Photographe : Boursier, Jean-Pierre, 16-02-2020

- temps de lecture approximatif de 4 minutes 4 min - par B. Yon

Depuis plus d'un an, les murs de nos villes se parent de phrases choc. Grandes lettres noires sur papier blanc, cinglantes, qui dénoncent les féminicides, les violences sexistes et l'oppression patriarcale. Retour sur un mouvement féministe né il y a peu, qui a rapidement pris de l'ampleur.

Collage papier, "Leur haine, nos mortes"
Collage papier, "Leur haine, nos mortes" 1 rue Neyret, Lyon 1er arrondissement.

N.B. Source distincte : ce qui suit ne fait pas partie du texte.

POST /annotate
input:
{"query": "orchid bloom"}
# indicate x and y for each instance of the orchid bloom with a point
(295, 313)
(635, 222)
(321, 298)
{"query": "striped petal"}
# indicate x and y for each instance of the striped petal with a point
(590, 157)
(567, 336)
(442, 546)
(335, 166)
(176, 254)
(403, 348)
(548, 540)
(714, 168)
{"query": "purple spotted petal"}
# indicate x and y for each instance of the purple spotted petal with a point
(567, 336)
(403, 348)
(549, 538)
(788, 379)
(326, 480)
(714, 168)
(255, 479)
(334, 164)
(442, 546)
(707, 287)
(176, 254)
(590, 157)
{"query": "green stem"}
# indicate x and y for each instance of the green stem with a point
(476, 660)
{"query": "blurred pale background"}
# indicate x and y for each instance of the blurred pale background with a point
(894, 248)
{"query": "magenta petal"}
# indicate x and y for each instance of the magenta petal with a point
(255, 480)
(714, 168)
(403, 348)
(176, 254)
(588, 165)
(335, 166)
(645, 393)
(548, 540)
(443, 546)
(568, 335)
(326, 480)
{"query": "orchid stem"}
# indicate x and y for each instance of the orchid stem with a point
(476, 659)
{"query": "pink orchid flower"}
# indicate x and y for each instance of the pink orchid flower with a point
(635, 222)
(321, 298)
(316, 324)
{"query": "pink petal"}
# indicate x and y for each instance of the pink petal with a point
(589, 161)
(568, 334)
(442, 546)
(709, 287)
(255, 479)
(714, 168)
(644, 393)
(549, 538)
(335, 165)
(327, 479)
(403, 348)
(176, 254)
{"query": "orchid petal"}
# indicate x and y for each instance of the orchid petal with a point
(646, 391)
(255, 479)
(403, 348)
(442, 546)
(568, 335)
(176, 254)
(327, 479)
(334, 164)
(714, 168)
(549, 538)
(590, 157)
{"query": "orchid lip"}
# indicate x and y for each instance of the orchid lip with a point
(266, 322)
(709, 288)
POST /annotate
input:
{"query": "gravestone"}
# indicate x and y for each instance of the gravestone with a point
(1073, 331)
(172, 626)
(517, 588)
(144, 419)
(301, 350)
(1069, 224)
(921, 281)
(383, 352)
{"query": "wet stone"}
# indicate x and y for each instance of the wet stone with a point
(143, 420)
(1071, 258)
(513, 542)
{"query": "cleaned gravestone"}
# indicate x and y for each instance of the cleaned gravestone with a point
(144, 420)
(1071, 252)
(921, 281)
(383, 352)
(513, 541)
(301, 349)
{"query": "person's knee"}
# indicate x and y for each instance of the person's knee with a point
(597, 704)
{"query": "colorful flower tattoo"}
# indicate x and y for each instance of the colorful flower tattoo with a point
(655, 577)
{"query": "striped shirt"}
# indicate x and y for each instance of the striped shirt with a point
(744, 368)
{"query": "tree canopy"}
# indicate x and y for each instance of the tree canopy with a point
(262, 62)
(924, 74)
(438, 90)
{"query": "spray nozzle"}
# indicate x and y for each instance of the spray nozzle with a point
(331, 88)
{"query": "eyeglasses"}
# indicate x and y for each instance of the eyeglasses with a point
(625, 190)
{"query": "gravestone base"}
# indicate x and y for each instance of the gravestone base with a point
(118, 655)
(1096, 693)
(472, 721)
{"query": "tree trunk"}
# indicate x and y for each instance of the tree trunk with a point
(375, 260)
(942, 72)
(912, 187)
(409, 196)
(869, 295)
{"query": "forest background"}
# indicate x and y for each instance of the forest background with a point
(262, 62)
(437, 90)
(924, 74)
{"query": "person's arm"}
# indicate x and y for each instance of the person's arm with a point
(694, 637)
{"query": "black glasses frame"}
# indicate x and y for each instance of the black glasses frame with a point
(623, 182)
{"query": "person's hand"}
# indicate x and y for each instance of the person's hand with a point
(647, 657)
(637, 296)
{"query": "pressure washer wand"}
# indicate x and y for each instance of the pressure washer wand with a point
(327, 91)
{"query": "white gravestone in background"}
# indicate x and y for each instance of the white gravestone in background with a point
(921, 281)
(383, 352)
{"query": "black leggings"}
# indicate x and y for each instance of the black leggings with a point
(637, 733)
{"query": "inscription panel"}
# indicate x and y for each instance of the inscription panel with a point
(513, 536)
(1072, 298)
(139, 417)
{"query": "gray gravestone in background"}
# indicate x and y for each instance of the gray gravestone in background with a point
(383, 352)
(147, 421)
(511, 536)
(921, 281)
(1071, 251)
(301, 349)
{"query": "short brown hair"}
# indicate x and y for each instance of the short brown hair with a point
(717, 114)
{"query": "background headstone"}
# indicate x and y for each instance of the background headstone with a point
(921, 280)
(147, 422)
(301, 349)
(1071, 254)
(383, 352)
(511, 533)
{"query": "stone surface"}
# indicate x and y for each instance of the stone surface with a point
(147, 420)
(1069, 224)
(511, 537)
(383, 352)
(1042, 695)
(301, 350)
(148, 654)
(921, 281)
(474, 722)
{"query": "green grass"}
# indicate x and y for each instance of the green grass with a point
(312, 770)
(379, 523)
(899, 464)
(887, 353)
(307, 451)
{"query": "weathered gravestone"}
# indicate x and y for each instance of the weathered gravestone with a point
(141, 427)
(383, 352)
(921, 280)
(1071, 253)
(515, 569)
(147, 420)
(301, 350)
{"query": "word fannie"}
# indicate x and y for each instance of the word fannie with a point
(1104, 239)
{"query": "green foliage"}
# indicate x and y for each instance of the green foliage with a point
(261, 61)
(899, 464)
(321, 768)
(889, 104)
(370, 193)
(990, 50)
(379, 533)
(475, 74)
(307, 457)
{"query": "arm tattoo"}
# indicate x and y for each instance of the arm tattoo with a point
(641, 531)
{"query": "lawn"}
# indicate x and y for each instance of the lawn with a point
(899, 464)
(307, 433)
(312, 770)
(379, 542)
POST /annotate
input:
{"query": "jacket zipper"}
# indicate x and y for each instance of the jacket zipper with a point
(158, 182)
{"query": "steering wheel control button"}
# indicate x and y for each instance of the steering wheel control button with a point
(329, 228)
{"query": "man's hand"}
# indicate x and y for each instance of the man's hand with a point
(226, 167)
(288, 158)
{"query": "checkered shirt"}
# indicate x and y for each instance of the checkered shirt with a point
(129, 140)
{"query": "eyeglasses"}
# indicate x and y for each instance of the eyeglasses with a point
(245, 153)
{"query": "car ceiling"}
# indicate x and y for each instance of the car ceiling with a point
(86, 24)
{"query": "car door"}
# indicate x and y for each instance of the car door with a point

Collectif contre les féminicides, les origines du mouvement

Initié en février 2019 par Marguerite Stern, activiste féministe, ancienne Femen, le mouvement des collages contre les féminicides a vu le jour à Marseille, où elle résidait à l’époque. La première phrase qu’elle va coller, seule au départ, est : “Depuis que j’ai 13 ans, des hommes commentent mon apparence physique dans la rue”. Puis en mars 2019, elle dénonce pour la première fois un féminicide, celui de Julie Douib, jeune femme assassinée par son ex-conjoint en Corse après avoir déposé cinq plaintes contre celui-ci, restées sans suite.  C’est le 30 août 2019 qu’elle organise le premier collage collectif à Paris. L’idée des collages est ingénieuse, car facile à mettre en place et peu onéreuse. Le résultat est percutant, de par la simplicité même du dispositif : de grandes lettres noires, sur des feuilles A4 blanches, sans fioritures, pour laisser toute la place au message. L’idée est de rendre visible ce qui, depuis toujours, ne se dit pas, ne se montre pas, ne se raconte pas. Quand une femme est assassinée par son conjoint ou ex-conjoint, jusqu’ici, les médias parlaient injustement de crime passionnel. Mais derrière ce terme bien peu approprié se cache l’horreur d’un meurtre, une réalité bien plus sordide que ce terme presque “romantique” de crime passionnel peut le laisser supposer. C’est pourquoi les phrases collées dans les rues se veulent incisives, glaçantes parfois, comme “Ce soir il me tue”, “Céline défenestrée par son mari, 19e féminicide”“Papa il a tué maman avec des couteaux”, ou encore “Maureen, 28 ans, battue à mort par son mec, 28e féminicide”.

Les premières divergences

Très rapidement, le mouvement s’étend à d’autres villes françaises. Lille, Toulouse, Bordeaux, Lyon, des collages fleurissent un peu partout sur le territoire. Le mouvement se veut “non-mixte”, excluant les hommes du combat, estimant que les femmes n’ont pas besoin d’eux pour défendre leur propre cause. Mais rapidement, une première polémique va diviser le groupe d’activistes. De nombreuses branches vont se désolidariser de la base et de Marguerite Stern, dont les idées très radicales ne font pas consensus. En effet, en janvier 2020, suite à un collage à Montpellier prônant la convergence des luttes entre femmes et personnes “trans”, qui rejettent leur identité sexuelle d’origine, Marguerite Stern prend position contre ce ralliement, estimant qu’être une femme est avant tout un fait biologique, et que par définition, les personnes trans ne sont pas des femmes, et ne peuvent donc pas rejoindre le mouvement. Première scission dans le mouvement.

 

Collages féministes Lyon, un combat contre toutes les formes de violences

A Lyon, le collectif “Collages féministes Lyon” essaime un peu partout dans la ville, dans tous les arrondissements. Les collages se font, comme ailleurs en France, de nuit. Une façon de se réapproprier la vie nocturne, vu comme un espace où la domination masculine est omniprésente et menaçante pour les femmes. Il n’est pas rare qu’elles écopent d’amendes lors de contrôle de police, le collage “sauvage” sur la voie publique étant interdit. Elles sont, d’après leur site, plus de 600 à coller. Les lyonnaises affichent leur volonté d’être davantage inclusives.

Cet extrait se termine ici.